Endeavour Mining CEO Sebastien de Montessus is our Mining Person of the Year for 2020

Sebastien de Montessus Credit: Endeavour Mining

Completing two major acquisitions in one calendar year is a significant achievement by any measure but to do so in the midst of a pandemic makes it even more remarkable – which is one of the reasons why we have chosen Endeavour Mining CEO Sebastien de Montessus as our Mining Person of the Year for 2020.

Last March – just as Covid-19 started turning the world upside down – Endeavour announced the friendly acquisition of Semafo in an all-share deal valued at US$716 million – adding two cornerstone mines (Boungou and Mana in Burkina Faso) to its already sizeable portfolio of mining operations in West Africa. The deal made Endeavour not only the largest gold producer in Côte d’Ivoire and Burkina Faso but the largest gold producer in all of West Africa, with more than 1 million oz. of gold production a year.

Endeavour followed that transaction with the announcement in November of the friendly acquisition of Teranga Gold in an all-share deal worth US$2 billion, which added the Sabodala-Massawa complex in Senegal, the Wahgnion mine in Burkina Faso, and two advanced assets—Golden Hill in Burkina Faso and Afema in Côte d’Ivoire. The transaction transformed Endeavour into the largest gold producer in Senegal and a new Top Ten senior gold producer with estimated annual production of 1.5 million oz. of gold across six core mines in three countries. It also meant Endeavour could meet the investment hurdles of larger funds and institutional investors.

“You don’t always decide the timing of those things, but we saw it was the right timing and we were able to do it,” he says in a telephone interview from France. “We now have an amazing portfolio and a very strong position in West Africa and see a lot of organic growth and so I’m extremely happy with these acquisitions in what has been a very challenging year.”

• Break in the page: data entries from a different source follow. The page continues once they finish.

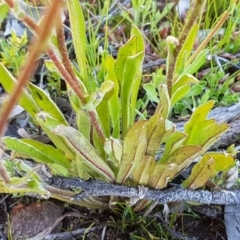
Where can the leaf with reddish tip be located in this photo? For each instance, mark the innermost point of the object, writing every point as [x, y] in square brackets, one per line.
[83, 148]
[134, 148]
[201, 172]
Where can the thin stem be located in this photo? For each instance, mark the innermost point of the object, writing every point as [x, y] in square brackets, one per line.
[73, 81]
[209, 37]
[36, 47]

Since de Montessus became Endeavour’s CEO in 2016, the company has built two mines (Hounde in Burkina Faso in 2017 and Ity CIL in Côte d’Ivoire in 2019) – and created one of the largest portfolios in West Africa with 21 million oz. of measured and indicated resources and footholds in two world-class belts: Hounde in Burkina Faso and Ity in Côte d’Ivoire. On the exploration front, Endeavour’s team under his leadership has discovered 8.5 million oz. gold at an average discovery cost to date of about US$12 per oz., which the company says is six times lower than its West African peers.

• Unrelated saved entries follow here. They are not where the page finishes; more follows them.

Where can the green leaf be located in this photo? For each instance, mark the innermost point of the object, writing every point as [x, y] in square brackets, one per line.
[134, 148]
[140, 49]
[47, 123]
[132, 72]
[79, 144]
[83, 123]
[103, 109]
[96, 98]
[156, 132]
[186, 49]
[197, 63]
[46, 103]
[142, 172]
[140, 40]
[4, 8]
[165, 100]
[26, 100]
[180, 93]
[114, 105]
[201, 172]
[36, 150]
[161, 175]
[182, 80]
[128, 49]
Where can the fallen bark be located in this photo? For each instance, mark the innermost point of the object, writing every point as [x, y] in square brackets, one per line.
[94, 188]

In 2020 Endeavour spent US$44 million on exploration across all of its assets drilling more than 73,000 metres at Hounde with 11 rigs; over 85,000 metres at Ity (eight rigs) and another 75,000 metres at its Fetekro greenfield discovery in Côte d’Ivoire; along with 4,000 metres of underground drilling at its Mana mine in Burkina Faso. In December Endeavour increased its stake in Fetekro to 80% from 65% ahead of a prefeasibility study it expects to finish before the end of the first quarter of 2021.

The company ended 2020 with a net cash position of US$70 million after reducing its net debt by US$660 million in just 18 months, and in November declared its first-ever dividend.

De Montessus’ affinity for Africa began when he was a child. He learned to walk at eight months in Niger, and spent his first two years in the West African nation, where his father, an engineer, was working for the World Bank drilling water wells. The family then moved to Cape Town in South Africa for seven years, where his father served as a project manager on the country’s first nuclear plant.

“The first ten years of my childhood was in Africa and that’s probably why I was extremely attracted to Africa and to West Africa,” he said. “And it’s part of Endeavour’s culture, to grow local talent, giving as much chance as we can to all those brilliant local engineers to grow.”

The CEO—who turned 46 in January—spends one to two weeks in West Africa every month and says it’s critical to develop relationships with governments and host communities. It helps that Endeavour’s assets are all in the same time zone and within a two hour flight of each other. As a Frenchman and having logged more than a decade in West Africa, de Montessus also benefits from sharing the language spoken in eight countries in the region (Benin, Burkina Faso, Côte d’Ivoire, Guinea, Mali, Mauritania, Senegal, and Togo).

More importantly he understands the norms and way of life. “I’ve been extremely attached to Africa, to this continent, and to West Africa. So I think I understand the culture and I think what they do respect is because we speak the same language, I understand also that they don’t have the same notion of time,” he says. “Some of the mining companies just fly in for a meeting and then fly out and they are surprised when the president, or the prime minister or the minister of mines, is not available. It’s all a question of how much do they feel they are important to you. If it’s just one meeting in your agenda because then you have to go to New York, or to Russia, or to another jurisdiction, you just don’t give the right message and the reality is that we are hosted in those countries and in order to be admitted, and taken care of by those governments, you need to show them they are important to you and you are ready to spend time there and to try to understand them.”